The time when I need discipline the most is the time that discipline is the hardest. This will be a lesson that will take me a long time to learn I fear. But that's when it is discipline, isn't it? When you don't want to do something and you do it anyway?
Having a practice, or routine is becoming such a central theme in my life right now. I know it is what I need, but like many things that are good for you - it's not that appealing. Slowly though, it is becoming more so. I missed practice this weekend, Friday from being too hungover, and today from being too tired. It's Derby weekend, there have been visits from out of town friends, parties and all kinds of events. I think it's okay that my practice lapsed. Then I was becoming anxious today about it and thinking that I must practice tomorrow no matter what -- surprise, my body had other plans. In Ashtanga yoga a woman's first three days of her cycle are a time of rest. Looks like I'm going to have to take a rest. It also looks like there might be a break in the thunderstorms tomorrow, so I can at least ride my bike to work. I feel sluggish after all of this partying and no exercise.

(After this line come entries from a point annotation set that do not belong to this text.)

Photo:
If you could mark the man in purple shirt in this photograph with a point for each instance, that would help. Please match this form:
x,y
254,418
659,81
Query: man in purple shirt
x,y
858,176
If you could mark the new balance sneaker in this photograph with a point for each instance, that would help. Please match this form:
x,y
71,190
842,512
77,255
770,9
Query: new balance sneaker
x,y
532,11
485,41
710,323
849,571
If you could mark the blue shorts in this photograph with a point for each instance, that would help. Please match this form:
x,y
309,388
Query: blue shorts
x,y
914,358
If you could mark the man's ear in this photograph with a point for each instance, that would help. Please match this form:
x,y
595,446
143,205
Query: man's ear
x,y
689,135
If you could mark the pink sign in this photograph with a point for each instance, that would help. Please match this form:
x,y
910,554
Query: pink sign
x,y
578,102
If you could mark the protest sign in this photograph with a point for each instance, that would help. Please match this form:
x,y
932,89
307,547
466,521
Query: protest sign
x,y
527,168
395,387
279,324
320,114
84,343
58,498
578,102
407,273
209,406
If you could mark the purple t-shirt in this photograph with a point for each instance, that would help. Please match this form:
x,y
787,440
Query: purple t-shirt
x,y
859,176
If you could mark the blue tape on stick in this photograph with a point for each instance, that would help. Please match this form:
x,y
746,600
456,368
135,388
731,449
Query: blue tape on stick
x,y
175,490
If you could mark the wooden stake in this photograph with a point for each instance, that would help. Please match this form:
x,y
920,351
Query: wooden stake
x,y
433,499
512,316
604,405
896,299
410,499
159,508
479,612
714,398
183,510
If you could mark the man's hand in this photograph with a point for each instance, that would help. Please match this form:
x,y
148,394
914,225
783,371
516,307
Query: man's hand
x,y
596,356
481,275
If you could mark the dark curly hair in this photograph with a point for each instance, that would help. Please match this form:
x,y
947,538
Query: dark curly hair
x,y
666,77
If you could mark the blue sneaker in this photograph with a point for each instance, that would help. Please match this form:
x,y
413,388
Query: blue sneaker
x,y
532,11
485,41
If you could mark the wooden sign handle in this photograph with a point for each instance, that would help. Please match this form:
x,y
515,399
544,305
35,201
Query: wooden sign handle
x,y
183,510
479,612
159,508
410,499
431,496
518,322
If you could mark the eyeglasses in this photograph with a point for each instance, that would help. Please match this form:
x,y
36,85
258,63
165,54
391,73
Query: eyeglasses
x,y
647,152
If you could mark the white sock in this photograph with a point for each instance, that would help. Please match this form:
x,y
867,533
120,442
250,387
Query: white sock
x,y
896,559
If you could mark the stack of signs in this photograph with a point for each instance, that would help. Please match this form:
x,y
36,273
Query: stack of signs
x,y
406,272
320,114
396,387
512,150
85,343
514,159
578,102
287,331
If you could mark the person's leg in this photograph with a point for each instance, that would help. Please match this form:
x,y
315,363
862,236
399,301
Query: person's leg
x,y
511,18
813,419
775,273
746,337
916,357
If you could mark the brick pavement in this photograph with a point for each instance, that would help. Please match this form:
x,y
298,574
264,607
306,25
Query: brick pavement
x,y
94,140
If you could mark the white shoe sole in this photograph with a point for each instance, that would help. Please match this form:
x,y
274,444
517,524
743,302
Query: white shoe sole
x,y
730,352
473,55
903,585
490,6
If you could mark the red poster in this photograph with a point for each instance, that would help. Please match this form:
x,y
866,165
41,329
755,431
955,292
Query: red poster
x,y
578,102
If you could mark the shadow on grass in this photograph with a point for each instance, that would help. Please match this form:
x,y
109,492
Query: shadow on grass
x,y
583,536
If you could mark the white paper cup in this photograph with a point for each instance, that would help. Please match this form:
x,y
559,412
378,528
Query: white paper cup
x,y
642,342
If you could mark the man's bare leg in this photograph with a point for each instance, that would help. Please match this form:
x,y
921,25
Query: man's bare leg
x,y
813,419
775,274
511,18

Here's the great thing though, I am actually craving it now. I miss it, I want it. I haven't felt that way in years! I am thankful for that. I am also thankful for all the wonderful friends that we have here. I have just never felt so surrounded by interesting, kind, creative and smart people as I do here in Louisville. And I'm always reminded of that this time of year. So I'll trade out some discipline for good friends, great food and fun times this weekend. That's okay too. Happy Derby everybody!